Auch für die drei Bundestagsabgeordneten, die ich für dieses Buch interviewt habe, steht die Antwort fest. Alle drei sind als Europakinder aufgewachsen und dem europäischen Gedanken sehr verbunden. Die Deutsch-Niederländerin Gitta Connemann erlebte als Kind, wie es ist, wenn Nachbarnationen sich bestenfalls mit Argwohn, meistens jedoch mit Hass und Verachtung betrachten. Selbstverständlich wünscht sie sich eine starke EU. Andere Politiker hat erst das britische Votum wachgerüttelt. Seit der Brexit einschlug wie ein Blitz und die Europäer elektrisierte, erklären Bundespolitiker den gemeinsamen europäischen Weg zu einem ihrer wichtigsten politischen Ziele. In seiner ersten Rede als Bundespräsident vor dem Europäischen Parlament appellierte Frank-Walter Steinmeier im April 2017 an die Europaabgeordneten: »Es liegt jetzt an uns, dass der europäische Traum auch in der nächsten Generation nicht ausgeträumt ist.« Tatsächlich sind jetzt die Politiker gefragt, Europapolitik so zu gestalten, dass sie die Menschen erreicht und überzeugt. Nicht nur mit Worten. Jetzt ist es an der Zeit für Taten. Die Brüsseler Entscheidungsprozesse müssen transparenter gemacht und Politiker zur Rechenschaft gezogen werden. Bisher sprach die EU selten aus einem Munde. In der Vergangenheit kam es den Staats- und Regierungschefs oft gelegen, wenn sie unpopuläre Entscheidungen mit dem Verweis auf »Brüssel« von sich weisen konnten, anstatt selbst die Verantwortung zu übernehmen. Globale Probleme, wie die Flüchtlingskrise, verlangen nach einer gemeinsamen Lösung.
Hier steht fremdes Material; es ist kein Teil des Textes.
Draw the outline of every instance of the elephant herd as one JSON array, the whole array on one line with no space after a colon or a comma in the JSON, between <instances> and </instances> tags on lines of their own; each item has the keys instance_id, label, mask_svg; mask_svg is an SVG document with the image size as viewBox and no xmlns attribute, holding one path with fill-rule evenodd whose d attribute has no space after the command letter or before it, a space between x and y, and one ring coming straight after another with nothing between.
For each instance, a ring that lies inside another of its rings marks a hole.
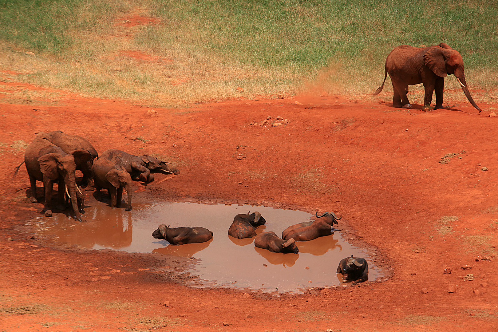
<instances>
[{"instance_id":1,"label":"elephant herd","mask_svg":"<svg viewBox=\"0 0 498 332\"><path fill-rule=\"evenodd\" d=\"M80 221L85 195L82 187L76 183L77 170L83 175L81 185L85 187L84 190L96 190L97 199L100 200L100 190L107 189L113 207L120 207L124 189L128 196L127 211L131 210L132 180L148 183L154 180L151 172L162 171L175 175L180 172L176 168L170 168L166 164L169 163L147 155L135 156L110 149L99 157L87 139L60 130L38 133L26 148L23 162L31 185L29 200L38 202L36 183L37 180L42 181L45 193L42 211L45 216L51 217L52 190L54 183L57 183L59 200L56 208L64 211L70 201L74 217Z\"/></svg>"},{"instance_id":2,"label":"elephant herd","mask_svg":"<svg viewBox=\"0 0 498 332\"><path fill-rule=\"evenodd\" d=\"M239 239L255 236L254 246L272 252L297 253L299 249L296 244L298 241L309 241L320 236L334 234L334 224L339 224L337 221L342 216L337 216L333 213L326 212L318 216L316 219L289 226L282 232L279 237L274 232L267 231L257 234L256 229L266 223L266 221L256 211L252 214L241 214L234 218L234 221L228 229L228 234ZM182 245L186 243L198 243L206 242L213 236L213 232L203 227L170 227L165 224L159 225L152 236L154 238L166 240L170 244ZM369 267L364 258L351 257L341 260L337 267L338 274L343 275L343 280L352 280L353 285L368 279Z\"/></svg>"}]
</instances>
Die Erkenntnis, dass die europäische Lebensart immer mehr Zuspruch findet, sollte die Staats- und Regierungschefs leiten, wenn sie zu ihren Gipfeltreffen in Brüssel zusammenkommen. In Brüssel vertreten sie nicht Deutsche, Franzosen oder Ungarn, sondern alle Europäer. Wenn es den Griechen schlecht geht, bekommen das irgendwann auch die Schweden oder Esten zu spüren. Wäre es da nicht naheliegend, Hilfe anzubieten? Nicht umsonst schreiben wir Solidarität auf unsere Wertefahne. Es ist an der Zeit, sich zur EU und einer gemeinsamen europäischen Zukunft zu bekennen. Wir sind über die Jahre zu einer Großfamilie geworden, die viel mehr verbindet als trennt.
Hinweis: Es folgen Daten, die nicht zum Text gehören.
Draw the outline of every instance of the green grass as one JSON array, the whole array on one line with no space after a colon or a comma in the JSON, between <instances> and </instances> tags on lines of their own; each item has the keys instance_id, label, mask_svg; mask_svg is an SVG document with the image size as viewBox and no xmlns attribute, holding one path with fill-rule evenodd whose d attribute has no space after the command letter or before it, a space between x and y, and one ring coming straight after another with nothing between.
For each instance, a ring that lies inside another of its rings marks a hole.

Die EU-Kommission spricht von 16 Millionen internationalen Paaren in der EU. Das sind jene EU-Bürger, die mit einem Partner aus einem anderen EU- oder einem dritten Land liiert sind. Dabei wurden Nicht-Verheiratete oder frisch Verliebte noch gar nicht mitgerechnet – und es werden immer mehr. Ausgehend von diesen Menschen entstehen europäische Lebenswelten, die sich zwischen unseren zahlreichen Kulturen verbergen. Offenheit, Toleranz und Kompromissbereitschaft werden in ihnen kultiviert. Sie sind der Schlüssel zum Erfolg der EU.
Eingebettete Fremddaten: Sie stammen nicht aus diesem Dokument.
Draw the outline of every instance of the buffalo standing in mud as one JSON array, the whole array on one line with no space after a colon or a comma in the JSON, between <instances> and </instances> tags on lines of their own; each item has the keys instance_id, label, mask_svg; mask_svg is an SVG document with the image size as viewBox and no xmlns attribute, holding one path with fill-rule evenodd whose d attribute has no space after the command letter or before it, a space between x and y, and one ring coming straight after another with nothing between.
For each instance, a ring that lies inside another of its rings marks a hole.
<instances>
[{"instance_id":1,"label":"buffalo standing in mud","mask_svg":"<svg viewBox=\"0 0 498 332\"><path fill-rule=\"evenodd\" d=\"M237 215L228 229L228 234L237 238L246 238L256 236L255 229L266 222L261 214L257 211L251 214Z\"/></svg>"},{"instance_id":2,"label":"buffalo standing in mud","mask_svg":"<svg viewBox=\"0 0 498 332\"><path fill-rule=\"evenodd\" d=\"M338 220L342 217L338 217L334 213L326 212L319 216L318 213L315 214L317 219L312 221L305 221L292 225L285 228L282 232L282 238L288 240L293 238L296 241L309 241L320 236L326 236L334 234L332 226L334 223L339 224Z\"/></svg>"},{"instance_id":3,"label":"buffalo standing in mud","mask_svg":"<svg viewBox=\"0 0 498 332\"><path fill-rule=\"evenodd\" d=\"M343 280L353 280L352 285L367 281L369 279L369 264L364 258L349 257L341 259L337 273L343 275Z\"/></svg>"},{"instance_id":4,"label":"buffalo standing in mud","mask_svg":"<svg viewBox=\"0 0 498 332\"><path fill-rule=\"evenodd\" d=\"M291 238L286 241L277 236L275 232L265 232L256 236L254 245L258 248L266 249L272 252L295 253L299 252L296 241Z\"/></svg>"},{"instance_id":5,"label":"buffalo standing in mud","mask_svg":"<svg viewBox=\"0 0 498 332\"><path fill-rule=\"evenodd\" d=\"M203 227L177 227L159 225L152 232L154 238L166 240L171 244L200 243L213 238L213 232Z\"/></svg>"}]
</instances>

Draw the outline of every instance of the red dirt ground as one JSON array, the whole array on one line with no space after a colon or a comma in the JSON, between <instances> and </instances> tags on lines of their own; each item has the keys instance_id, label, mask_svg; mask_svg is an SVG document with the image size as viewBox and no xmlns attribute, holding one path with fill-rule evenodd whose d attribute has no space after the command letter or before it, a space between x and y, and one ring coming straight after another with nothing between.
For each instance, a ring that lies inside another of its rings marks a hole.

EU-Binnenmigration – Zahlen und Fakten

Bei der EU-Binnenmigration gibt es einen eindeutigen Trend: Die Anzahl der Europäer, die ihren Wohnsitz innerhalb der EU verlegen, nimmt konstant zu. Mit den Erweiterungsrunden der Europäischen Wirtschaftsgemeinschaft (EWG), die im Jahr 1957 von Deutschland, Frankreich, Italien, Luxemburg, Belgien und den Niederlanden gegründet wurde und aus der später die EU mit ihren mittlerweile 28 Mitgliedsstaaten hervorging, nahm auch die innereuropäische Mobilität zu. Der freie Personenverkehr ist ein Grundpfeiler des europäischen Binnenraums.

Die wichtigste Form der EU-Binnenmigration ist die Arbeitskräftewanderung. Durch den gemeinsamen Binnenmarkt ist jedoch mittlerweile ein Angleichungsprozess der Wirtschaftssysteme feststellbar. Eine durch höhere Einkommen motivierte Binnenmigration wird auf lange Sicht eine immer geringere Rolle spielen.

1960 kamen in der Bundesrepublik Deutschland 5314 Kinder zur Welt, die jeweils einen deutschen und einen EU-ausländischen Elternteil hatten. Eine überschaubare Zahl in den Jahren der Babyboomer, die es 1964 auf einen Höhepunkt von 1,4 Millionen Neugeborenen brachten. Dennoch nahmen seit Beginn der 1960er-Jahre die Mischehen kontinuierlich zu.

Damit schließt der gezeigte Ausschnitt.